Use the canonical form as the default template for all specifications.
Safety-only specification (no liveness requirements):
---- MODULE MyProtocol ----
EXTENDS Integers, Sequences, FiniteSets, TLC
CONSTANTS
Node, \* Set of participating nodes
MaxValue \* Domain bound for model checking
VARIABLES
state, \* Per-node local state
msgs \* Set of in-flight messages (or Bag for realism)
vars == <<state, msgs>>
------------------------------------------------------------
\* Type invariant — ALWAYS define first [T1, M9]
TypeOK ==
/\ state \in [Node -> {"idle", "active", "done"}]
/\ msgs \subseteq MessageType
------------------------------------------------------------
\* Initial state
Init ==
/\ state = [n \in Node |-> "idle"]
/\ msgs = {}
------------------------------------------------------------
\* Actions — each MUST specify UNCHANGED for all unmodified variables [T1, M5]
ActionA(n) ==
/\ state[n] = "idle"
/\ state' = [state EXCEPT ![n] = "active"]
/\ UNCHANGED <<msgs>>
ActionB(n) ==
/\ state[n] = "active"
/\ msgs' = msgs \cup {[type |-> "done", from |-> n]}
/\ UNCHANGED <<state>>
------------------------------------------------------------
\* Next-state relation
Next ==
\E n \in Node :
\/ ActionA(n)
\/ ActionB(n)
------------------------------------------------------------
\* Specification — canonical form
Spec == Init /\ [][Next]_vars
====
Safety + liveness specification (add fairness only when needed):
\* Add ONLY for liveness properties [T1, M1, M3]
Fairness ==
/\ \A n \in Node : WF_vars(ActionA(n))
/\ \A n \in Node : WF_vars(ActionB(n))
Spec == Init /\ [][Next]_vars /\ Fairness
Caveat [P4.1.F1]: Canonical form is a default template, not a law. Lamport himself deviates in some specifications (e.g., omitting fairness entirely for safety-only specs, using different temporal formulas for specific refinement mappings). If you deviate, document WHY with a reference to the specific pattern you are following.

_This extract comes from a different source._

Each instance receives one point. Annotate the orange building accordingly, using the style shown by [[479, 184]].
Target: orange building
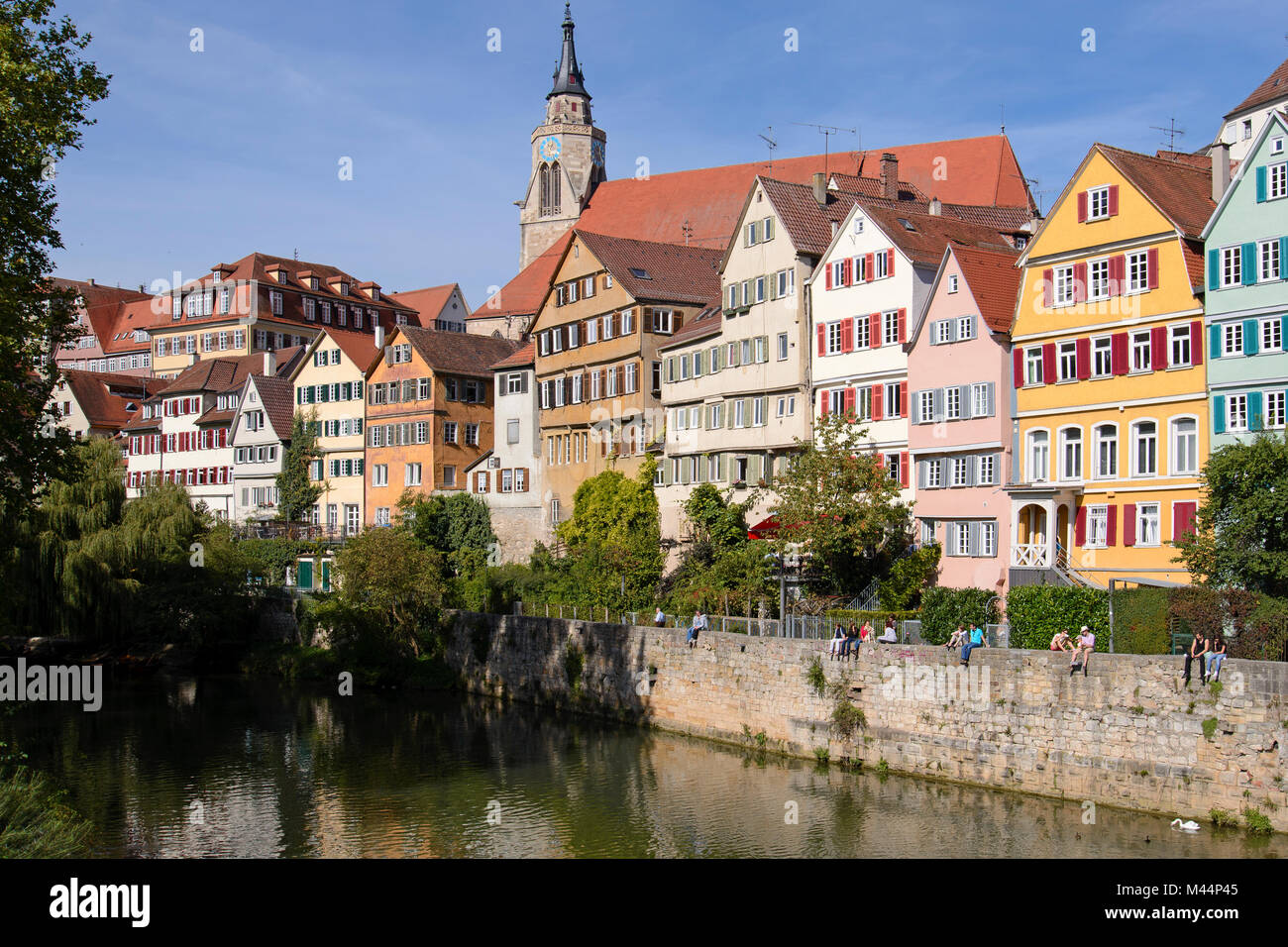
[[429, 414]]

Stuttering steps (where no variable changes) are fundamental to TLA+ and
enable compositional refinement. The [][Next]_vars form explicitly permits
them — this is not optional.
STUTTERING CHECKLIST
────────────────────
[ ] Specification uses [][Next]_vars (NOT [][Next])
→ [][Next] without _vars FORBIDS stuttering and breaks refinement.

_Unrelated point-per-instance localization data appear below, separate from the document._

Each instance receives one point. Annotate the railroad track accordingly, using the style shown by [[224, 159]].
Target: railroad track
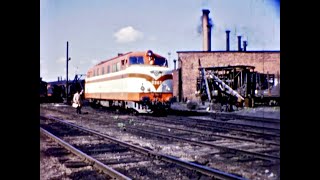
[[195, 122], [145, 159], [214, 158], [207, 133], [201, 143]]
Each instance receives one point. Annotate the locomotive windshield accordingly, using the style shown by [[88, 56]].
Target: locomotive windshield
[[136, 60], [160, 61]]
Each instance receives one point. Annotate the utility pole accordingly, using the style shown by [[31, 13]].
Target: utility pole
[[67, 60]]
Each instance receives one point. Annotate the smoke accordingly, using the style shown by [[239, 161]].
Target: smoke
[[199, 27]]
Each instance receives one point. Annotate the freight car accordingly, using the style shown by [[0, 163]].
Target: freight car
[[140, 82], [43, 91]]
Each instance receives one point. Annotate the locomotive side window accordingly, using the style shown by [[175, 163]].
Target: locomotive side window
[[136, 60], [113, 68], [118, 66]]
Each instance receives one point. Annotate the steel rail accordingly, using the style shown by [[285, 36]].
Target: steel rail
[[236, 124], [214, 135], [258, 155], [189, 165], [94, 162], [219, 127]]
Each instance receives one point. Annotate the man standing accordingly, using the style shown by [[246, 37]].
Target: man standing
[[77, 101]]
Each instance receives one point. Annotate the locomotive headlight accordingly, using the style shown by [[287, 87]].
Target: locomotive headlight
[[167, 86]]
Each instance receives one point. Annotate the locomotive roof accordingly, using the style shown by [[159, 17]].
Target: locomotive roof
[[125, 54]]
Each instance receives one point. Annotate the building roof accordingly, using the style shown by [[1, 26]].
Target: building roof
[[235, 51]]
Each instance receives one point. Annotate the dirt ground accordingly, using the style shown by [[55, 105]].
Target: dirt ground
[[52, 169]]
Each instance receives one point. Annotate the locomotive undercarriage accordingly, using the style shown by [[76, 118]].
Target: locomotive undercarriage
[[133, 107]]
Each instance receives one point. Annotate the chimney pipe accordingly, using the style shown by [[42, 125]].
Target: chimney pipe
[[239, 43], [228, 40], [206, 30], [245, 45]]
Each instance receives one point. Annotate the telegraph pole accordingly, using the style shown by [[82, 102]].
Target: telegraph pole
[[67, 60]]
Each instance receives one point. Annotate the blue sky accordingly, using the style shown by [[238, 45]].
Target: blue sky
[[100, 29]]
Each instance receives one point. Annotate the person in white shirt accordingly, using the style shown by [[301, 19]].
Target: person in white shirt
[[77, 100]]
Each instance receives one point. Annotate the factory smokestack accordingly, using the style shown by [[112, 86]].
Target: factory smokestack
[[206, 30], [228, 40], [245, 45], [239, 43]]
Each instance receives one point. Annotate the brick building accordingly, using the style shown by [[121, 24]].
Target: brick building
[[185, 76]]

→ The ONLY valid form is [][Next]_vars where vars is the
tuple of ALL specification variables.
[ ] vars tuple contains ALL declared VARIABLES
→ If you add a variable, update the vars tuple immediately.

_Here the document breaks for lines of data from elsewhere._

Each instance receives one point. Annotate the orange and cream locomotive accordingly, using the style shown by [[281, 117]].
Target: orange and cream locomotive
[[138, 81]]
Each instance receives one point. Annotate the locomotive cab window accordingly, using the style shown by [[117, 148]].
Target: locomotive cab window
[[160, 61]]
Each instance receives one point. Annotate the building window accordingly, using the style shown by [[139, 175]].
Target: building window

→ Missing a variable from vars silently permits arbitrary changes to it.
[ ] Every action specifies UNCHANGED for ALL unmodified variables
→ An action that mentions v1' but not v2' leaves v2 unconstrained.
→ TLC will explore states where v2 takes ANY value in its type domain.
→ This is the #1 source of spurious counterexamples.
Variable grouping pattern for specs with many variables:
\* Group related variables for manageable UNCHANGED clauses
nodeVars == <<state, epoch>>
networkVars == <<msgs, delivered>>
configVars == <<members, leader>>
vars == <<nodeVars, networkVars, configVars>>
\* Actions use group UNCHANGED
SendMessage(n) ==
/\ ...
/\ msgs' = msgs \cup {msg}
/\ UNCHANGED <<nodeVars, configVars, delivered>>
TypeOK constrains the domains of all variables. It is always the first invariant you write and the first invariant you check.
Why TypeOK matters:
TypeOK construction rules:
TYPEOK CONSTRUCTION
───────────────────
[ ] Every VARIABLE appears in TypeOK
[ ] TypeOK constrains variables to finite domains for TLC
→ "x \in Nat" is valid TLA+ but NOT model-checkable
→ Use "x \in 0..MaxBound" for model checking
[ ] TypeOK is checked BEFORE other invariants
→ In the TLC config: INVARIANT TypeOK, SafetyProp1, SafetyProp2
→ TypeOK violations are always the first thing to debug
[ ] Function-valued variables use domain constraints
→ state \in [Node -> StatusSet] not just "state is a function"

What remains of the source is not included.